Others are not necessarily so sure, even though numbers each year might ebb and flow with the quality of rowers in a given class. At Penn, where the proportion of international heavyweight rowers has increased more than threefold since 2014, Vorpenhein believes the trend will continue as long as American collegiate rowing remains an attractive option for international athletes. And as O’Donnell put it, “The world’s only becoming more connected, right?”
Regardless of current or future demographics, Yale coaches have a simple goal in whom they hope to attract to New Haven: the best students and the most talented rowers, no matter where they come from.
“The nature of the sport hasn’t changed one iota in my 50 years,” Gladstone said. “The same mentality, the same work ethic, the same way is there. It doesn’t make any difference where these guys come from. The mentality is the same, and to me, that’s refreshing. It’s not refreshing, it speaks to human nature in these modern times when we talk so much about everyone’s differences. I don’t see it.”

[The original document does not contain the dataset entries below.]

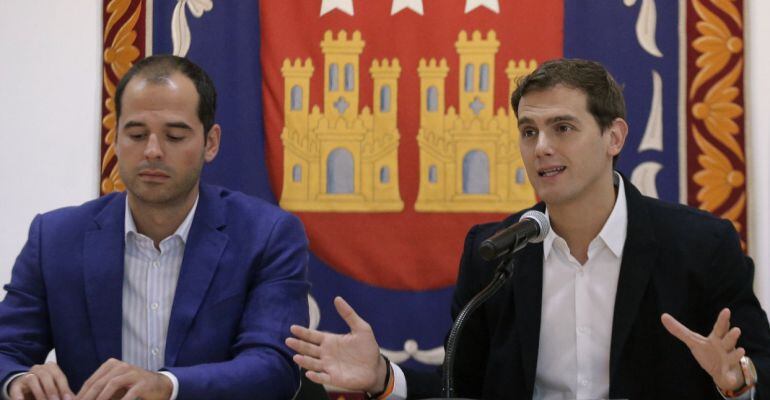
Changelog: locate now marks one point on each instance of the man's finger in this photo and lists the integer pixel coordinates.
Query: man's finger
(33, 384)
(348, 314)
(116, 383)
(722, 324)
(16, 392)
(303, 347)
(307, 335)
(731, 338)
(98, 384)
(308, 363)
(136, 392)
(680, 331)
(86, 388)
(734, 357)
(47, 382)
(318, 377)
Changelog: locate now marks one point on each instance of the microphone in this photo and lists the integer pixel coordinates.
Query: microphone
(532, 227)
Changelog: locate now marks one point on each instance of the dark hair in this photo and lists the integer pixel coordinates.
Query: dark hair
(604, 95)
(158, 68)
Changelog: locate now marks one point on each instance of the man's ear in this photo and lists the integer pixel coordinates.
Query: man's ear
(617, 131)
(212, 143)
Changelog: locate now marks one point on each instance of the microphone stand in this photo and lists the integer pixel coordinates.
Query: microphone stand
(503, 271)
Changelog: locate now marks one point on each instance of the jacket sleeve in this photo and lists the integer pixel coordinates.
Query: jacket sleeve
(261, 366)
(25, 337)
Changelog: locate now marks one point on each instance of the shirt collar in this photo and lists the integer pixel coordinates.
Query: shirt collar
(182, 231)
(613, 233)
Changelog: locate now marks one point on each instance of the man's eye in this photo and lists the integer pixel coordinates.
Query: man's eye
(528, 132)
(565, 128)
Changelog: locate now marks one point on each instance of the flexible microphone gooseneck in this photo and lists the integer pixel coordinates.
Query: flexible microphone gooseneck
(532, 227)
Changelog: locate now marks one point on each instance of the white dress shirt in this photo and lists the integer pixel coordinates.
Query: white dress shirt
(149, 282)
(573, 360)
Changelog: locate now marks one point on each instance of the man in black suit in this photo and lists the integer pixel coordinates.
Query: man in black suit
(609, 305)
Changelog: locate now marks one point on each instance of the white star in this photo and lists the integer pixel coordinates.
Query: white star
(414, 5)
(345, 6)
(471, 5)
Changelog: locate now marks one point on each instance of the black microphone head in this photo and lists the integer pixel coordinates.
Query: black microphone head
(542, 222)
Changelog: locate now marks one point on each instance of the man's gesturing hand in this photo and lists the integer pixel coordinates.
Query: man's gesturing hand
(42, 382)
(116, 379)
(351, 361)
(716, 353)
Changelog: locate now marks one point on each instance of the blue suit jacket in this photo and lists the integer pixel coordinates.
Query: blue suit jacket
(242, 284)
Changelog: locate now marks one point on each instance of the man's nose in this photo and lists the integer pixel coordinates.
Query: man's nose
(544, 145)
(153, 149)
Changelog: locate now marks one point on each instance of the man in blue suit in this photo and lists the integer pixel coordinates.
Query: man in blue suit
(172, 290)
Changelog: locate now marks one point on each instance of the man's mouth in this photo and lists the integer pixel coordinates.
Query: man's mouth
(153, 174)
(546, 172)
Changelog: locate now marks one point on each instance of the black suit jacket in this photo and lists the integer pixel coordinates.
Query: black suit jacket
(676, 259)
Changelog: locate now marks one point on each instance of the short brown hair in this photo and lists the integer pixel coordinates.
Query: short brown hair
(605, 96)
(156, 68)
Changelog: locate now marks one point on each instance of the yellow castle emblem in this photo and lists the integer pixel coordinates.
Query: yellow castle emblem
(469, 161)
(341, 159)
(346, 160)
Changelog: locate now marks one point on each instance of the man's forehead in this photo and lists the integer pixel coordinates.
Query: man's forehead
(558, 97)
(173, 80)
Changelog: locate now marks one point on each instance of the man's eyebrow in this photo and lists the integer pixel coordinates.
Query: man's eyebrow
(561, 118)
(133, 124)
(179, 124)
(525, 120)
(549, 121)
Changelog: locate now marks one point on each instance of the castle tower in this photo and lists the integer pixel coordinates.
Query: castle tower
(298, 163)
(341, 73)
(477, 74)
(432, 93)
(296, 93)
(520, 184)
(384, 157)
(385, 95)
(514, 71)
(341, 159)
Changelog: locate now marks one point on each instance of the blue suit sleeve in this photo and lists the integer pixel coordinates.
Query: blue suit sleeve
(261, 366)
(24, 329)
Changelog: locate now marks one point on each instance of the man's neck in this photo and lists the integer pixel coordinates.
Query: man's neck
(160, 221)
(579, 222)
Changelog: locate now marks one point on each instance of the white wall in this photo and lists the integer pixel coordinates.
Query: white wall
(758, 124)
(50, 91)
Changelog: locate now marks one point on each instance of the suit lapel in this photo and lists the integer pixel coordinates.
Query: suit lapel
(528, 298)
(639, 255)
(103, 259)
(203, 250)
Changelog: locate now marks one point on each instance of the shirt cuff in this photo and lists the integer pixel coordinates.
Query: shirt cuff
(399, 386)
(174, 384)
(746, 396)
(7, 384)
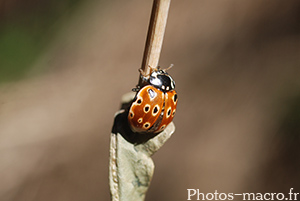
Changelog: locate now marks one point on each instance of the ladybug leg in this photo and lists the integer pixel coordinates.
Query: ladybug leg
(169, 67)
(137, 88)
(142, 72)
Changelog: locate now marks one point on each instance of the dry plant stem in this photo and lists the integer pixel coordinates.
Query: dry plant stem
(155, 35)
(131, 167)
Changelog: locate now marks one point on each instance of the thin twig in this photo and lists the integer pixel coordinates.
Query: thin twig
(155, 35)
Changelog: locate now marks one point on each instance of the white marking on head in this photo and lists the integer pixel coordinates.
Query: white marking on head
(168, 112)
(147, 108)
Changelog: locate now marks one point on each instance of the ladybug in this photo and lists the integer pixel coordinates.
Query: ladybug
(154, 105)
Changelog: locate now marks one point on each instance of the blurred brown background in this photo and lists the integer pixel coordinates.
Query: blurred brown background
(64, 66)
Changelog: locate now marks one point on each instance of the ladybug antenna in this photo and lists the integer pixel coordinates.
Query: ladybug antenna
(169, 67)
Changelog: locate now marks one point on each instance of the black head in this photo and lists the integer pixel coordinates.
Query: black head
(162, 80)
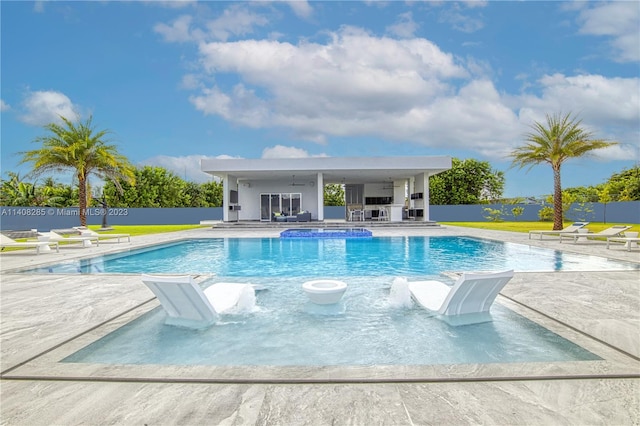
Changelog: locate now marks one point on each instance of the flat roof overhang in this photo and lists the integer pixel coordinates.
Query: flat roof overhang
(334, 169)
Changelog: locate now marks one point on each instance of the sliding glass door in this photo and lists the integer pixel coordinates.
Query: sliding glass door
(288, 204)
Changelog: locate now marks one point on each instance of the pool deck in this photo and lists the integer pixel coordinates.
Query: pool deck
(46, 317)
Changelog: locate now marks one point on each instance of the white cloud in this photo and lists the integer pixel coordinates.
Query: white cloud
(317, 89)
(280, 151)
(405, 26)
(461, 20)
(619, 20)
(301, 8)
(236, 20)
(178, 31)
(44, 107)
(608, 107)
(187, 167)
(359, 85)
(172, 4)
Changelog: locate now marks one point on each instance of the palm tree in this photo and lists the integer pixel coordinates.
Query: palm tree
(561, 139)
(81, 149)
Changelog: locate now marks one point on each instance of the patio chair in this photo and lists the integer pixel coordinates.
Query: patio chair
(469, 299)
(54, 236)
(569, 229)
(84, 231)
(613, 231)
(39, 245)
(187, 305)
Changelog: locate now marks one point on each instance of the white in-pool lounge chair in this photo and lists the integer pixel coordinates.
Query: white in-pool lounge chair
(54, 236)
(39, 245)
(89, 232)
(629, 242)
(187, 305)
(613, 231)
(467, 302)
(569, 229)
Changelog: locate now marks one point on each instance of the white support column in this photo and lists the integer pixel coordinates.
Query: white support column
(225, 198)
(320, 194)
(426, 197)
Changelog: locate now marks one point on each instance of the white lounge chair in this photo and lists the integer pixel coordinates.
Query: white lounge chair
(39, 245)
(89, 232)
(467, 302)
(613, 231)
(187, 305)
(629, 242)
(54, 236)
(569, 229)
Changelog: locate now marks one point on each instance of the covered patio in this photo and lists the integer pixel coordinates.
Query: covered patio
(392, 189)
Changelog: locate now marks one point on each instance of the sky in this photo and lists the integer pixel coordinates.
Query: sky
(176, 82)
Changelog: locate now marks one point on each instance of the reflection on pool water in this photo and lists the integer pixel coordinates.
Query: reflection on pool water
(365, 328)
(333, 258)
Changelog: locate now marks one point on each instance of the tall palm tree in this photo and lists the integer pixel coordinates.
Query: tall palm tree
(562, 138)
(83, 150)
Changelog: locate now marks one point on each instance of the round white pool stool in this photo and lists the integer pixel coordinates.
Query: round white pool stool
(324, 292)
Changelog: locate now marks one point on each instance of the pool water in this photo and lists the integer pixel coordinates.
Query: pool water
(334, 258)
(368, 327)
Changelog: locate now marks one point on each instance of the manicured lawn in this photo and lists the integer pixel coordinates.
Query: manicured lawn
(531, 226)
(145, 229)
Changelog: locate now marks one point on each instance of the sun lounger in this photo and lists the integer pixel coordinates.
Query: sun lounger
(569, 229)
(629, 242)
(187, 305)
(609, 232)
(54, 236)
(89, 232)
(39, 245)
(467, 302)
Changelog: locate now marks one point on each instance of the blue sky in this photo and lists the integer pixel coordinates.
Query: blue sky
(180, 81)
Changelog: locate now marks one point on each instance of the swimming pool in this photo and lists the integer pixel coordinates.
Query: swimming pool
(365, 328)
(334, 258)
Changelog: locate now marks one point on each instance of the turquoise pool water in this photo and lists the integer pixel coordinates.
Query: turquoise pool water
(365, 328)
(393, 256)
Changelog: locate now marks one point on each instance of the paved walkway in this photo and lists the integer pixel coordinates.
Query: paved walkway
(46, 317)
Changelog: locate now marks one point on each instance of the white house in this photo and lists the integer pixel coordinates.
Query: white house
(376, 188)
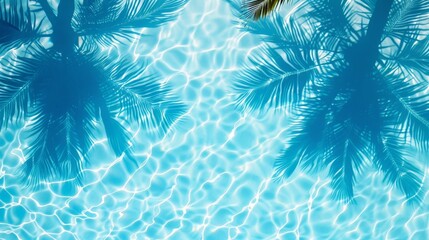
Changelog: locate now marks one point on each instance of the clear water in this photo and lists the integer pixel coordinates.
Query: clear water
(209, 178)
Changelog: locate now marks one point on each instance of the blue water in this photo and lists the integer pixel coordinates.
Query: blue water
(210, 177)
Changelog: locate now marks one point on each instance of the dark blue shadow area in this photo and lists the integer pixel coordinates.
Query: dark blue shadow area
(56, 77)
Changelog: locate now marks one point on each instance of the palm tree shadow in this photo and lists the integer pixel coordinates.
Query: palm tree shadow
(68, 88)
(354, 75)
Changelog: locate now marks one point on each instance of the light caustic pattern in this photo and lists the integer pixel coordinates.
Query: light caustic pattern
(209, 178)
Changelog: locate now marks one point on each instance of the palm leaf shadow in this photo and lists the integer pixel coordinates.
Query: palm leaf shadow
(69, 89)
(354, 76)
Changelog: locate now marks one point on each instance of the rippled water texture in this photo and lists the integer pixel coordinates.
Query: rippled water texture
(209, 178)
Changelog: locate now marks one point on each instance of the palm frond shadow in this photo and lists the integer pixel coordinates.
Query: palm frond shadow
(69, 89)
(354, 76)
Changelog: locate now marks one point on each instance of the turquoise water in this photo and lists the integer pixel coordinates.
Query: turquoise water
(211, 176)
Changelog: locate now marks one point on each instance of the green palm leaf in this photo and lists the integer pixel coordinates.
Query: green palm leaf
(261, 8)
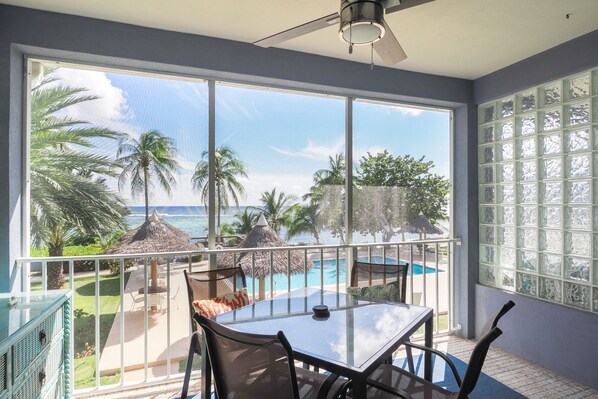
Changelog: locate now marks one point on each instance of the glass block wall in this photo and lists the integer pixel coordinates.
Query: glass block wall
(538, 198)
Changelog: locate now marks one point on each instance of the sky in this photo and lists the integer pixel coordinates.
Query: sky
(282, 137)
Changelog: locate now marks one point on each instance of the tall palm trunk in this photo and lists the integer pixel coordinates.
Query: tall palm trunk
(146, 191)
(55, 274)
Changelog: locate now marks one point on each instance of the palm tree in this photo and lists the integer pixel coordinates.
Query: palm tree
(150, 158)
(245, 221)
(228, 169)
(306, 219)
(277, 208)
(68, 193)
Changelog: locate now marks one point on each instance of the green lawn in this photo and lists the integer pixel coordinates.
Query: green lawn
(84, 324)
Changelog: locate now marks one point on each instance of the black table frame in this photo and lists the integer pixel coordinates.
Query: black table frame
(357, 375)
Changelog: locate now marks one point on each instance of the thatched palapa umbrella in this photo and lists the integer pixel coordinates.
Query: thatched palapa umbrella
(263, 236)
(154, 235)
(422, 225)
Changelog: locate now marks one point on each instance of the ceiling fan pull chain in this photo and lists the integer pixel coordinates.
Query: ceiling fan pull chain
(372, 58)
(351, 36)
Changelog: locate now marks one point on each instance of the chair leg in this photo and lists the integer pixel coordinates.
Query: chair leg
(193, 347)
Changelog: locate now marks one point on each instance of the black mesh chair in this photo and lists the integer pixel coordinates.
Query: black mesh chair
(365, 274)
(207, 284)
(389, 381)
(261, 366)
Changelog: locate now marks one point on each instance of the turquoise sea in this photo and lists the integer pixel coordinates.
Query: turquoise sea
(194, 221)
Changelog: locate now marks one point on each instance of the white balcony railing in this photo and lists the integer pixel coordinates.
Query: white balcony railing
(125, 337)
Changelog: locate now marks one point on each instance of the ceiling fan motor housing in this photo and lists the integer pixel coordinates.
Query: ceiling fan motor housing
(362, 21)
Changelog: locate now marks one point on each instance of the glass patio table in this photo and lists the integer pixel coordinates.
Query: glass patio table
(357, 337)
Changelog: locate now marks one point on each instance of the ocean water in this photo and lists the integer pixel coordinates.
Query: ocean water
(194, 221)
(329, 272)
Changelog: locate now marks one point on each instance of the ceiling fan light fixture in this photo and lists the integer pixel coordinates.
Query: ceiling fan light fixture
(362, 21)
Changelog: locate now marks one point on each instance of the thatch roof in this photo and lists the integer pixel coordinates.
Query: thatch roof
(155, 235)
(421, 225)
(263, 236)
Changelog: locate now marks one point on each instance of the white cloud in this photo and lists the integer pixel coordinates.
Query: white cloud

“People often ask, if they’re coming from all over the place, do they bond? You bet they do. And they bond for life.”
About our data analysis
The News conducted a demographic analysis to compare the geographic distribution of the broader Yale student body with that of athletes. The analysis cross references team rosters from the Yale Athletics website with that of locations of the general Yale student population, aggregated at a state and country level to preserve student anonymity and privacy. Students who choose to remove their state or country from the student directory are excluded from the analysis.